Archive for Wednesday, October 12, 2011

Comment: Safe at home or play

October 12, 2011

Kids connect to it. They download from it. They watch on it. They listen to it. They play on it. They surf on it. They converse with it.

Do you know how to monitor it?

It is the Internet and it can be hard to keep up with. We want our children to be safe online, and with the amount of time kids spend online, it’s crucial that we do what we can to keep them safe.


Kids are turning to the internet for everything from hanging out with friends to shopping. They use and rely on the Internet daily. Studies reveal 93 percent of teens (ages 12–17) are online on a regular basis.

Youngsters may also believe they’re anonymous online, because they’re interacting only with a screen and not directly with a person. They forget what they post becomes public.

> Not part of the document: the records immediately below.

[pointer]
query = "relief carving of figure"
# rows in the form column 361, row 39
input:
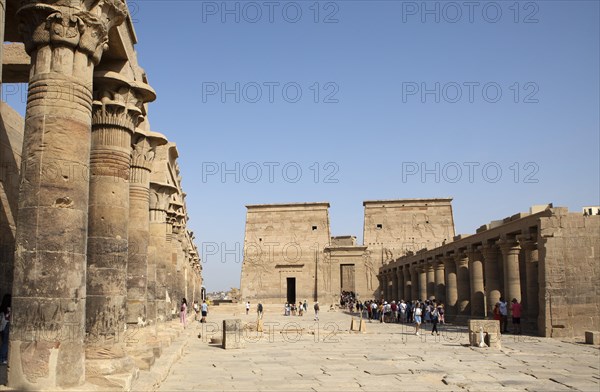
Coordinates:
column 325, row 271
column 369, row 268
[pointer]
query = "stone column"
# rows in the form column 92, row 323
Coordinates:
column 407, row 282
column 414, row 278
column 451, row 285
column 422, row 282
column 512, row 280
column 531, row 276
column 400, row 288
column 440, row 286
column 390, row 287
column 394, row 295
column 463, row 284
column 2, row 25
column 491, row 271
column 139, row 231
column 116, row 114
column 158, row 251
column 477, row 289
column 48, row 325
column 430, row 279
column 173, row 297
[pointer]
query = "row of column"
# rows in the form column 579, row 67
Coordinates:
column 471, row 280
column 85, row 265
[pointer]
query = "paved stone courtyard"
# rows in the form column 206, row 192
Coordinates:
column 295, row 353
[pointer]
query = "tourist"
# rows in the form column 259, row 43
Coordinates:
column 427, row 312
column 503, row 306
column 403, row 311
column 183, row 312
column 5, row 317
column 516, row 309
column 204, row 310
column 435, row 314
column 496, row 312
column 259, row 310
column 417, row 315
column 196, row 310
column 441, row 312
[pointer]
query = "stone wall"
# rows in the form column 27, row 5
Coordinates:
column 570, row 274
column 395, row 227
column 284, row 241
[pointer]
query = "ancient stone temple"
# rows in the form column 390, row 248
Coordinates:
column 546, row 259
column 290, row 256
column 94, row 224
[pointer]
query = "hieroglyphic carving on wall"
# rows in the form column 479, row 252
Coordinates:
column 369, row 269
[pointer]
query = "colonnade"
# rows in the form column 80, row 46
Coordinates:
column 470, row 279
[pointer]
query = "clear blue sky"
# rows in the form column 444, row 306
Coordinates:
column 370, row 127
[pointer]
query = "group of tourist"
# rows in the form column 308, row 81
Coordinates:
column 500, row 313
column 293, row 309
column 183, row 309
column 417, row 312
column 429, row 312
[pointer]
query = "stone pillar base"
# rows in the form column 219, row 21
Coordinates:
column 232, row 334
column 491, row 333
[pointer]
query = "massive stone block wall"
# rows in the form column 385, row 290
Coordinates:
column 570, row 274
column 11, row 143
column 394, row 227
column 285, row 241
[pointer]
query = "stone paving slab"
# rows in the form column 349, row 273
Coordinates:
column 389, row 357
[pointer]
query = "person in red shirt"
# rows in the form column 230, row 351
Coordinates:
column 516, row 310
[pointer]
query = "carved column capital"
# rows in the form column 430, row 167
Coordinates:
column 461, row 258
column 509, row 246
column 70, row 24
column 119, row 102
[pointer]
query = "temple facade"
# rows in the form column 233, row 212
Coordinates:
column 547, row 260
column 94, row 230
column 289, row 254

One of the biggest dangers is risky content. Despite efforts to regulate content, some of the most popular sites, including YouTube and Google Video, host disrespectful and inappropriate content. There are plenty of sites off the beaten path where anything goes.

You don’t want your child stumbling into adult movies or attending virtual wild parties. Nor do you want them connecting with online predators.

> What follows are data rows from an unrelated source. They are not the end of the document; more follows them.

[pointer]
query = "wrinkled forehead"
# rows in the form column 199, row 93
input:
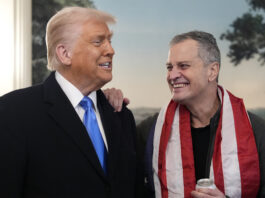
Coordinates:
column 183, row 51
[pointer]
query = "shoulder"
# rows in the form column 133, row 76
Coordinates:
column 21, row 96
column 258, row 124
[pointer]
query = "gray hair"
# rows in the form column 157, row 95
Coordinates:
column 65, row 27
column 208, row 50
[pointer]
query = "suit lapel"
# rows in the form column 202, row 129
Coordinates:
column 62, row 111
column 113, row 129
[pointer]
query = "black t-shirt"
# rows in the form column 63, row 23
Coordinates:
column 200, row 142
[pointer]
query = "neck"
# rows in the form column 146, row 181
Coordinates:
column 202, row 111
column 85, row 87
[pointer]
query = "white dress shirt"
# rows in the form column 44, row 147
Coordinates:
column 75, row 97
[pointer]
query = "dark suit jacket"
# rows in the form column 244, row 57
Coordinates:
column 45, row 151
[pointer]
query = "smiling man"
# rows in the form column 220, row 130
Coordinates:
column 204, row 131
column 62, row 138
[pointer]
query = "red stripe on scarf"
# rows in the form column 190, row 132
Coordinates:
column 217, row 153
column 186, row 151
column 247, row 150
column 166, row 130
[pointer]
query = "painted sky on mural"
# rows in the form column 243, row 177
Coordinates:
column 141, row 36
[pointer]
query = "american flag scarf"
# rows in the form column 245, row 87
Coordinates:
column 234, row 164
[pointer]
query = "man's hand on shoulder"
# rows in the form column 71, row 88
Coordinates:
column 115, row 98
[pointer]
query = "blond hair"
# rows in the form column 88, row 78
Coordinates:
column 65, row 26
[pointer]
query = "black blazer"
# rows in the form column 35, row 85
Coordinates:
column 45, row 151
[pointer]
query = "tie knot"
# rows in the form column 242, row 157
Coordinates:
column 86, row 103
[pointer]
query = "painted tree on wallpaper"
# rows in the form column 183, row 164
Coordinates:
column 247, row 34
column 42, row 10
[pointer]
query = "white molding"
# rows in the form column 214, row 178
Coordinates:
column 22, row 43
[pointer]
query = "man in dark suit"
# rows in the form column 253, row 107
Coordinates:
column 47, row 146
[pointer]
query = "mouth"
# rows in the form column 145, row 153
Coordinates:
column 106, row 65
column 178, row 85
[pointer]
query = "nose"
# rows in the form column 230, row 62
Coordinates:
column 109, row 51
column 174, row 73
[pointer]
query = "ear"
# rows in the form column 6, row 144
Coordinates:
column 63, row 54
column 213, row 71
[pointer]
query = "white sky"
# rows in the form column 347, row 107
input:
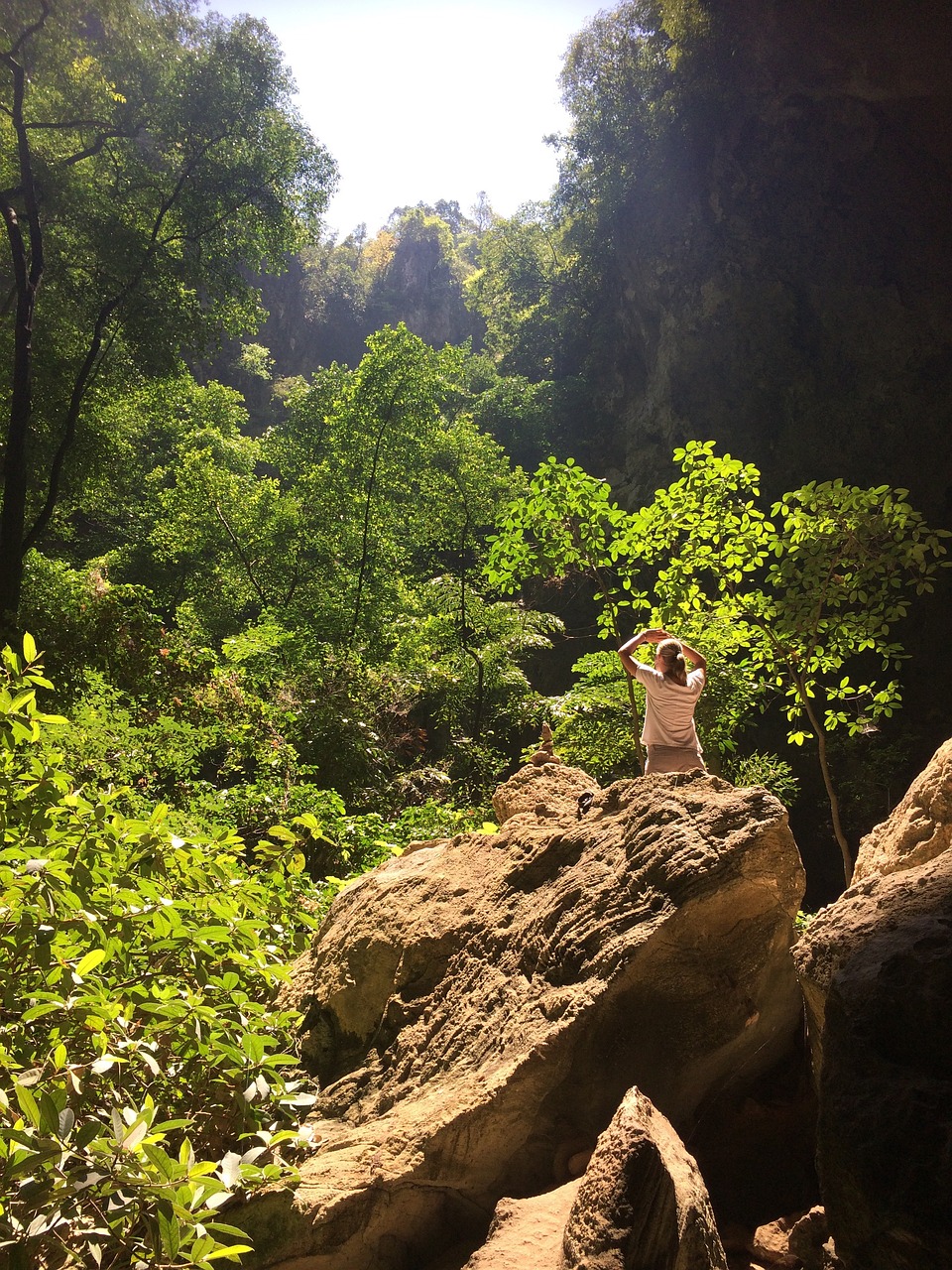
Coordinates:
column 419, row 99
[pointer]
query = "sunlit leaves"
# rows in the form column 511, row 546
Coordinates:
column 146, row 971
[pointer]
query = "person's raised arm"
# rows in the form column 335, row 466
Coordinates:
column 693, row 656
column 647, row 636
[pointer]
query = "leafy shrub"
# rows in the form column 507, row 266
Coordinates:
column 769, row 770
column 143, row 1057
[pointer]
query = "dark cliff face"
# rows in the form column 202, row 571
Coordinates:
column 787, row 291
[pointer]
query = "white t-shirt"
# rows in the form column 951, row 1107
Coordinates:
column 669, row 707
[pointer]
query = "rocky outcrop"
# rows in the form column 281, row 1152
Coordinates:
column 876, row 970
column 920, row 826
column 643, row 1203
column 542, row 793
column 477, row 1010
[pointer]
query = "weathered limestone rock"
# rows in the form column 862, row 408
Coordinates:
column 542, row 793
column 642, row 1205
column 920, row 826
column 527, row 1233
column 771, row 1243
column 811, row 1243
column 876, row 970
column 476, row 1011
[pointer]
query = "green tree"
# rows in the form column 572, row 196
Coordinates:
column 811, row 597
column 566, row 524
column 148, row 158
column 816, row 590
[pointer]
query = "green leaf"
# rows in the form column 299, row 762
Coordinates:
column 90, row 961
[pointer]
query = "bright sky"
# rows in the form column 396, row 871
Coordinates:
column 426, row 99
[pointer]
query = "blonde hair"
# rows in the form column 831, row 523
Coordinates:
column 674, row 665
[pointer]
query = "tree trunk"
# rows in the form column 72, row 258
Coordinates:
column 828, row 781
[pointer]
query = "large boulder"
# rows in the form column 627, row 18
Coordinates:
column 920, row 826
column 643, row 1203
column 476, row 1010
column 876, row 970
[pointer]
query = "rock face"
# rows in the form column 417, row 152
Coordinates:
column 794, row 263
column 476, row 1010
column 876, row 970
column 920, row 826
column 643, row 1202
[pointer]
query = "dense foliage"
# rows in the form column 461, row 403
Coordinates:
column 784, row 603
column 299, row 599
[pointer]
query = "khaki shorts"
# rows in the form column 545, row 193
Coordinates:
column 673, row 758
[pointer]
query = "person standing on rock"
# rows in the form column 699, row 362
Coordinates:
column 670, row 697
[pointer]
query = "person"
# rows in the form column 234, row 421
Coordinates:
column 670, row 697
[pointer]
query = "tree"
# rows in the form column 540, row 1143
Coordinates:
column 148, row 157
column 815, row 593
column 566, row 524
column 811, row 597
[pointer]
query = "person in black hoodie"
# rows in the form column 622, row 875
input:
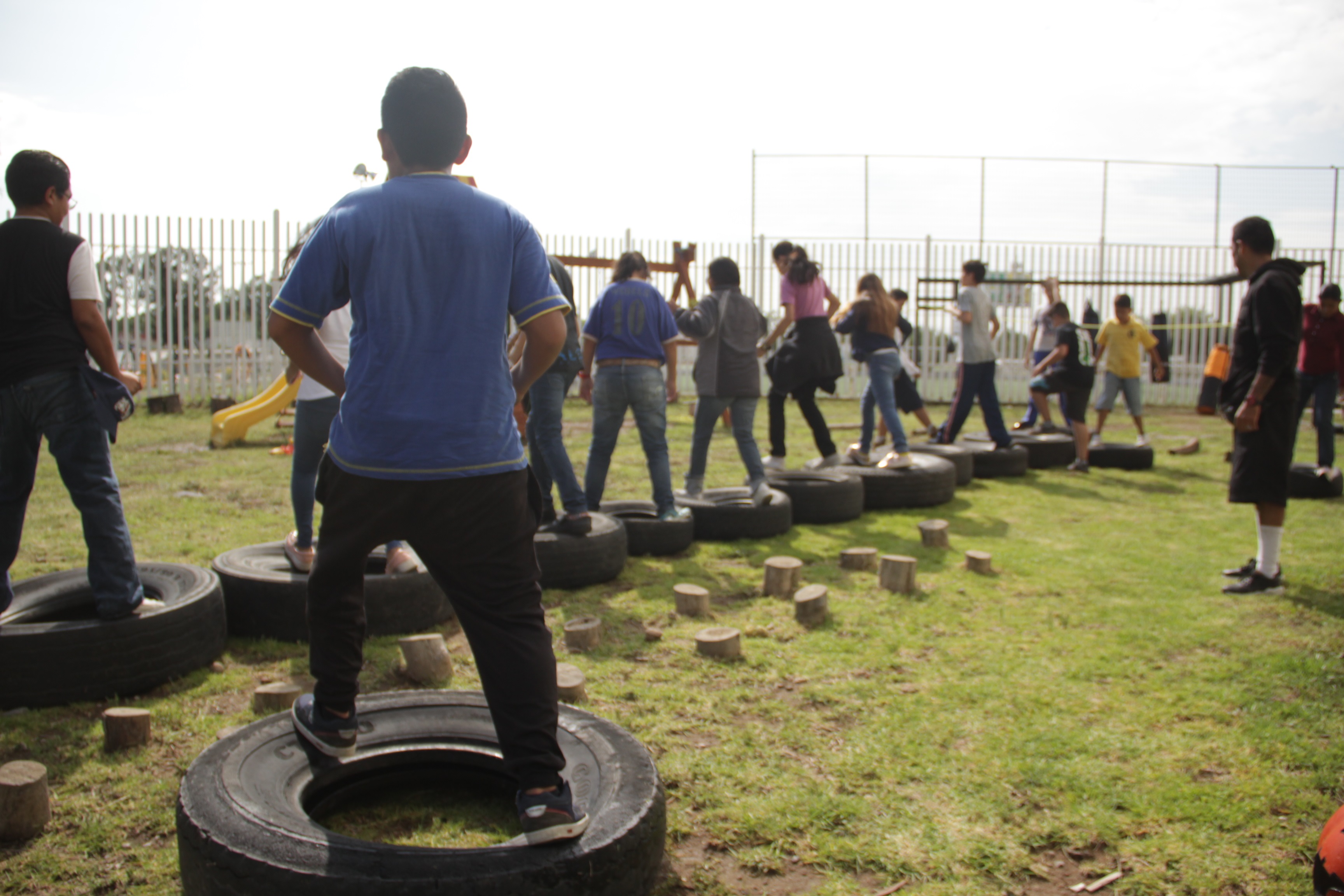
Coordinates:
column 1260, row 397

As adults, our childhood experience was much different than our “digital” children.

They may experience harsh and mature content at their fingertips at a young age. It is our duty as teachers of this generation to start the education process early.

Here are a few guidelines you should explain to your child to ensure their safety online. Inform your child that if they come across subject matter that makes them feel uncomfortable, they should talk to a trusted adult about it immediately.

Don’t let your children be bullied or bully others online. One in three children has experienced harassment online. If your child is the target of this behavior, encourage them to not respond and seek help from a trusted adult.

Know and understand the privacy settings for sites that your children may visit frequently. It’s best for parents and children to review these settings together and decide what’s best.

Have your child strive to be a leader when using the Internet. Encourage them to follow the golden rule and avoid dangerous, hurtful, embarrassing or degrading situations online.

Content blockers and filters are great tools to use with younger kids. They allow you more control over where they go and what they do online. They also block sites with explicit material or limit a child’s search to a predetermined set of sites. A content filter scans sites and images and blocks those that contain certain words, key phrases, or content.

Consider tracking software for older teenagers. This software enables you to view sites your children have visited. This tool gives young people more freedom to explore the Internet, and also allows you to verify they are using the Internet responsibly.

Let your teenagers know you trust them, but you will be periodically verifying that they are visiting appropriate sites online.

Even if you use content blockers, filters and trackers, know that plenty of kids figure out ways around these. It’s important to remain vigilant.

Remember, not all adult sites post an industry rating that can be identified by blocker, filter or tracker software. Talk to your kids about what to do when something inappropriate or scary pops up.

Nothing can replace involvement and supervision by adults. Keep monitoring how your kids use the Internet on a regular basis without becoming an Internet cop.